Sirehna : La PME nantaise prend du grade chez DCNS
# Industrie

Sirehna : La PME nantaise prend du grade chez DCNS

Sirehna appuie sur l'accélérateur. Désormais barrée par Alain Bovis, la société nantaise spécialisée en hydrodynamique va contribuer à la constitution d'un centre d'excellence national impulsé par son propriétaire, le groupe DCNS.

Changement d'ère chez Sirehna. Deux ans après avoir revendu sa PME spécialiste de l'hydrodynamique à DCNS, le géant français de la navale militaire, son fondateur et P-dg Jean-Pierre Le Goff cède son fauteuil à Alain Bovis. Ce dernier hérite également de la direction d'un tout nouveau pôle «Science et Technologie» créé par DCNS afin de chapeauter toutes ses activités de recherche technologique, qui mobilisent près de 150 collaborateurs en France.




30% de croissance espérée pour 2010

La région nantaise devient dès lors la véritable capitale de la recherche amont du groupe naval: entre Sirehna (une quarantaine de collaborateurs), le Centre d'études des structures et matériaux navals d'Indret (soixante salariés), où sont également basés une dizaine d'experts en calculs scientifiques, la Loire-Atlantique concentre l'écrasante majorité des effectifs du nouveau pôle. Et ce n'est qu'un début: Sirehna va monter en puissance, en passant très prochainement la barre des 50 salariés, contre une trentaine il y a encore deux ans. Pleins comme un oeuf, les locaux de Sirehna, basés à l'École Centrale, pourraient ainsi changer d'air dès 2011. Pour rejoindre le site d'Indret? L'hypothèse n'est pas écartée, d'autant qu'elle offrirait des synergies. «Le but est de constituer un centre d'excellence pour le groupe en matière d'hydrodynamique navale. Il y a notamment un très gros potentiel sur le marché des navires sans pilotes (NDLR:les fameux «drones») utilisés dans des conditions marines, qu'il s'agisse d'appareils flottants, volants ou sous-marins», indique Alain Bovis.
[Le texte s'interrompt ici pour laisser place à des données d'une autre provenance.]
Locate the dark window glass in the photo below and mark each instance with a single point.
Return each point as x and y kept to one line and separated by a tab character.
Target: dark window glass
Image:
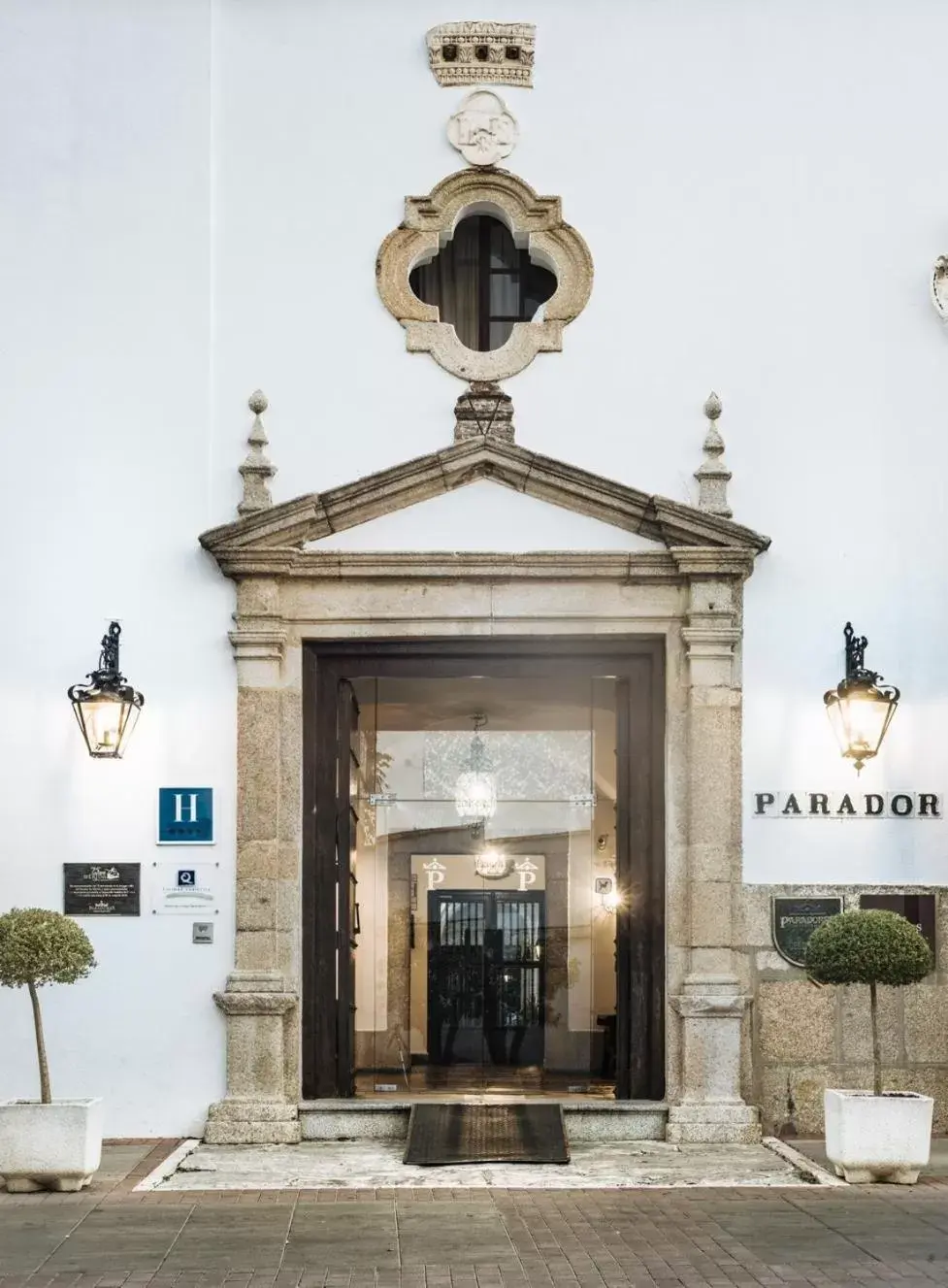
482	283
Cette montée en régime se traduira dès cette année par une croissance du CA, qui devrait passer de 3 à plus de 4M€, 60% de l'activité étant dégagée auprès de clients extérieurs à DCNS. Elle pourrait également se traduire par de nouvelles acquisitions ciblant des entreprises du cru. «Nous regardons des dossiers», concède Alain Bovis.




Un Technocampus de l'hydrodynamisme?

Mieux encore, le groupe souhaite initier depuis Nantes une plate-forme technologique dédiée aux technologies de pointe en matière d'hydrodynamisme, en citant le Technocampus régional comme modèle d'inspiration. «Notre intention est de créer un outil fédérateur rassemblant l'environnement scientifique académique et économique local autour de l'hydrodynamisme. Est-ce qu'il prendra la forme d'un lieu physique ou d'un outil dématérialisé ? Cela est à déterminer», conclut Alain Boivis.